Modiano's most accessible novel

in the Cafe of Lost Youth is definitely Patrick Modiano's most accessible novel, a good place for readers new to him to start. Unlike some of his other novels - all of them short, about 100+ pp - the narrative structure is fairly simple and consistent - four sections, each with a different first--person narrator, that describe life among a group of students and hangers-on in a Left Bank cafe, probably in the 1970s?, w/ a focus on a young woman of mysterious background and, as we learn in the last of the 4 sections, her relationship with another habitue, Roland, who seems to be much like Modiano.
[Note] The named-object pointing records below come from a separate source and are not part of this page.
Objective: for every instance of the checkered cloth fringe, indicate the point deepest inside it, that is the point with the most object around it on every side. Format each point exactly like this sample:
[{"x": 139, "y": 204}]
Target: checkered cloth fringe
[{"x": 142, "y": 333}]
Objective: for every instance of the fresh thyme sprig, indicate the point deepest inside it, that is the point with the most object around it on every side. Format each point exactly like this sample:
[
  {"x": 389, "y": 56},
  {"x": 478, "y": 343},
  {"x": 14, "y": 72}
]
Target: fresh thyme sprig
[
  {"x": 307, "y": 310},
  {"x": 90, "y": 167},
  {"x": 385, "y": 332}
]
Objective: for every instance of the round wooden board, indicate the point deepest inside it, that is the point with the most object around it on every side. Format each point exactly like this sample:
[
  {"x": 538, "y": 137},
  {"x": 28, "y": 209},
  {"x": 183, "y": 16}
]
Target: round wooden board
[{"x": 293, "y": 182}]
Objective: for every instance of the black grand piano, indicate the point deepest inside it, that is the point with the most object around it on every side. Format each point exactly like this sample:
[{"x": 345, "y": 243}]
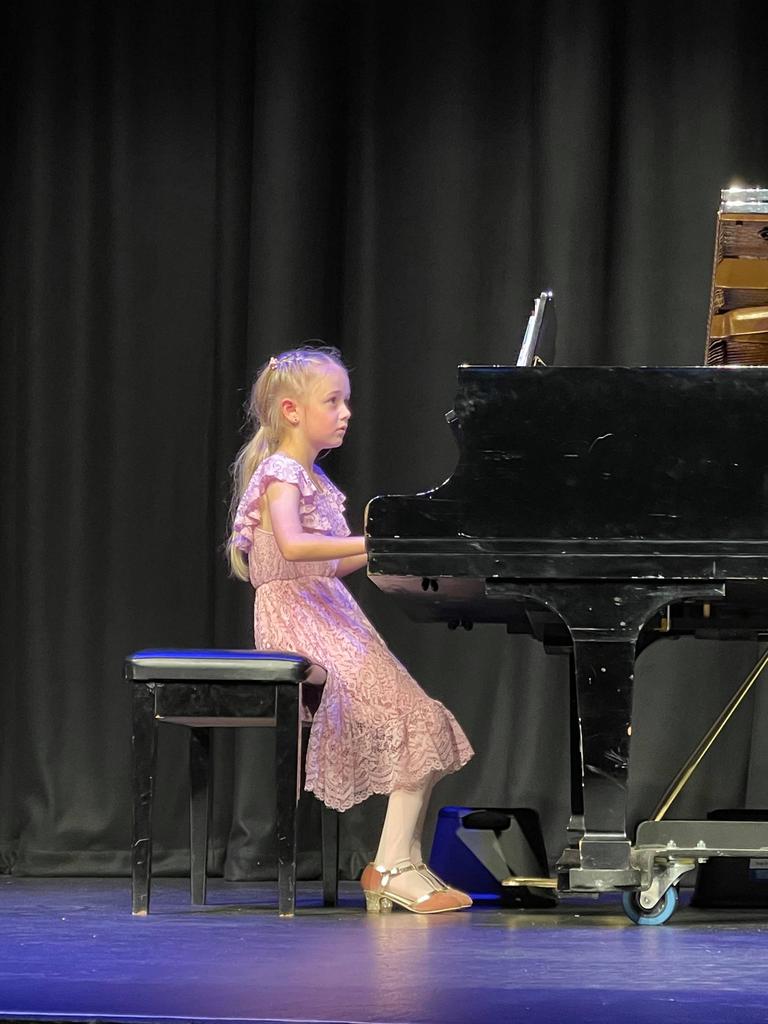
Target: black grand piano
[{"x": 598, "y": 509}]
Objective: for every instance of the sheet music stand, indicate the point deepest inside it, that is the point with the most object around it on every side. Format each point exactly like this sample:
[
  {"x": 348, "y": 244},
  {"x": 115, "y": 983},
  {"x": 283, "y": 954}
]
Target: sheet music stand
[{"x": 539, "y": 341}]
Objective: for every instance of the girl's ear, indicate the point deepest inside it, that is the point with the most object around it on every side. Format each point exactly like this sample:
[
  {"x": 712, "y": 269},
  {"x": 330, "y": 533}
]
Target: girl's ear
[{"x": 290, "y": 410}]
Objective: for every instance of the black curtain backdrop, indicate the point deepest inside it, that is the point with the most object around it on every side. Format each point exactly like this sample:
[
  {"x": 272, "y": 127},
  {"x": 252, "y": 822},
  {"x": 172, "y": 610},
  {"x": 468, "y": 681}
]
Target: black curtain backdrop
[{"x": 189, "y": 187}]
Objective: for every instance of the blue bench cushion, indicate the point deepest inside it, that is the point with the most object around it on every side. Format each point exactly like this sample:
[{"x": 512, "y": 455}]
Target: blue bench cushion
[{"x": 222, "y": 666}]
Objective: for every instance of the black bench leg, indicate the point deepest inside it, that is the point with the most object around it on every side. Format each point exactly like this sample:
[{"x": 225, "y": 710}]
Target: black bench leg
[
  {"x": 200, "y": 741},
  {"x": 330, "y": 828},
  {"x": 288, "y": 771},
  {"x": 143, "y": 757}
]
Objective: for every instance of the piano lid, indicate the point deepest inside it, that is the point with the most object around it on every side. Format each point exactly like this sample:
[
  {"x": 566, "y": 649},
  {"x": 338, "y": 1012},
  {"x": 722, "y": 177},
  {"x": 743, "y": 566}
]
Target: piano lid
[{"x": 737, "y": 327}]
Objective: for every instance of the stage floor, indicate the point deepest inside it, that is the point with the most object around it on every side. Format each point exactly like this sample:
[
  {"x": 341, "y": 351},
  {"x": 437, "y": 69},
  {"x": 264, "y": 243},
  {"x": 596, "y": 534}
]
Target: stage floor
[{"x": 71, "y": 950}]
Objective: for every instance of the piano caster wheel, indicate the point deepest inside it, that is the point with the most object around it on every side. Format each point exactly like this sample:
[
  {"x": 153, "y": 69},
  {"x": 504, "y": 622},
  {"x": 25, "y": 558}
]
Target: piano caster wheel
[{"x": 656, "y": 914}]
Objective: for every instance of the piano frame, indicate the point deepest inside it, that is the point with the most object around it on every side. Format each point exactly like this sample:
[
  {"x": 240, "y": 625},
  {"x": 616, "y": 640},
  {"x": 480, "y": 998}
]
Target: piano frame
[{"x": 488, "y": 545}]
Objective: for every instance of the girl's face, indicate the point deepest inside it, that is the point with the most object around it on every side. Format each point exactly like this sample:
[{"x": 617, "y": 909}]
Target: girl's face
[{"x": 324, "y": 415}]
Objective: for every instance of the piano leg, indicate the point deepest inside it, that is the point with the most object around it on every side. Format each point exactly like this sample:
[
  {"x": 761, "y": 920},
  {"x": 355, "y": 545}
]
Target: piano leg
[
  {"x": 576, "y": 823},
  {"x": 604, "y": 620}
]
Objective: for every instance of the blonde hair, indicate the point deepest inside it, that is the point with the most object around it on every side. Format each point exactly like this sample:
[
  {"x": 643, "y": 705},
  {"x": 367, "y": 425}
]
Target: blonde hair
[{"x": 290, "y": 374}]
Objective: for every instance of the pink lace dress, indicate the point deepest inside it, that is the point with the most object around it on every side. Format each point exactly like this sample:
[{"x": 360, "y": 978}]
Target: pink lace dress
[{"x": 375, "y": 730}]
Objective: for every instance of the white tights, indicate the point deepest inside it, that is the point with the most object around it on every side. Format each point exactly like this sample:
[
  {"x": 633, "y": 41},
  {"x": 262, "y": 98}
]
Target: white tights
[{"x": 400, "y": 837}]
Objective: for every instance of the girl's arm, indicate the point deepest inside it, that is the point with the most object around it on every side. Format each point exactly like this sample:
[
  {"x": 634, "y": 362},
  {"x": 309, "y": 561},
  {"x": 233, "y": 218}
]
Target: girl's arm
[
  {"x": 296, "y": 545},
  {"x": 350, "y": 564}
]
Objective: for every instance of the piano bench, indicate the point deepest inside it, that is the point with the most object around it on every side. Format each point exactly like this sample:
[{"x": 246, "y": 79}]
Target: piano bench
[{"x": 214, "y": 688}]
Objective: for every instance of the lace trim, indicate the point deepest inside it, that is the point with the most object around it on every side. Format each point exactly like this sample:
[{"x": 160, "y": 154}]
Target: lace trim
[{"x": 283, "y": 468}]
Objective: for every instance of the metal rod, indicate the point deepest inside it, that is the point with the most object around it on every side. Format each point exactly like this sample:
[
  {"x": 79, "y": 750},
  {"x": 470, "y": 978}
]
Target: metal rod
[
  {"x": 681, "y": 779},
  {"x": 519, "y": 880}
]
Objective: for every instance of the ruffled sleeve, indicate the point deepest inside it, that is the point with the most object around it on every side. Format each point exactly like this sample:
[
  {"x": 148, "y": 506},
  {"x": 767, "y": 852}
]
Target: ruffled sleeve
[{"x": 312, "y": 512}]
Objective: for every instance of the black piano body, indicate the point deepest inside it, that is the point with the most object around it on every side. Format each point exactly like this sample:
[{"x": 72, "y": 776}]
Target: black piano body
[{"x": 597, "y": 508}]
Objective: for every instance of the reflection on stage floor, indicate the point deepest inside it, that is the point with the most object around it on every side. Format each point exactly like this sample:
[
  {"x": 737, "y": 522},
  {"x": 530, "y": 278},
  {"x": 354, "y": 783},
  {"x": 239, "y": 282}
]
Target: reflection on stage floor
[{"x": 71, "y": 950}]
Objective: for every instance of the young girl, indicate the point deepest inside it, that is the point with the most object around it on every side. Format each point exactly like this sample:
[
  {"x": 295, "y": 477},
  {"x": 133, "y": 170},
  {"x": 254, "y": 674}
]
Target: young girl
[{"x": 375, "y": 730}]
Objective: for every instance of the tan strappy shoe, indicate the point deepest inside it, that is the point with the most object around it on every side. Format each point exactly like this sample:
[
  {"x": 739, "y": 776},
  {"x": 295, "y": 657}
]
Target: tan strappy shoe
[
  {"x": 380, "y": 898},
  {"x": 438, "y": 883}
]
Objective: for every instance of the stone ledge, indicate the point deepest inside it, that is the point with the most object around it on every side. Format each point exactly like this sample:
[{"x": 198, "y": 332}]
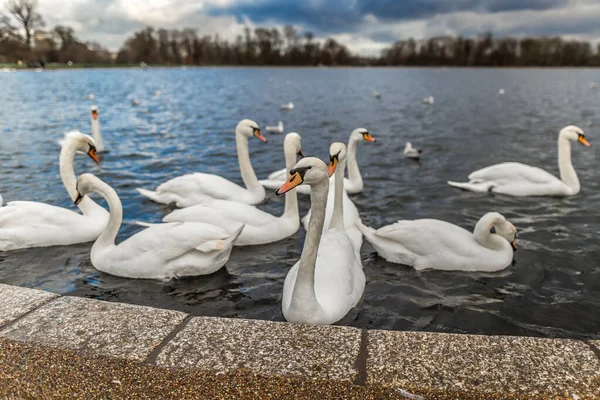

The first 3 sections are contemporary accounts of the events - the woman (Louki)  leaving her husband, her account of her wayward childhood, the detective's account of his search for Louki - and the last section reflects back on the events for the present (novel written in 2007). The novel does have the familiar Modiano touches, in particular his obsession w/ cafes and nightclubs and w/ off-the-track Paris neighborhoods - in this novel he refers to them as "neutral zones," places where people can hide out and where time seems to stand still. Unlike other Modiano novels, there's no reference to the  Occupation, unless it's very indirect (at first I thought losing Louki was symbolic of the repressed memories of the Occupation, but I now think that's a stretch). Essentially, this narrative is a tragic romance, with a bit nostalgie de bou (do I have that right)?) - several poignant reflections about how neighborhoods have changed, the cafe where the narrator and Louki used to hang out is not a boutique leather shop - so typical of revitalized and sanitized and over-priced cities.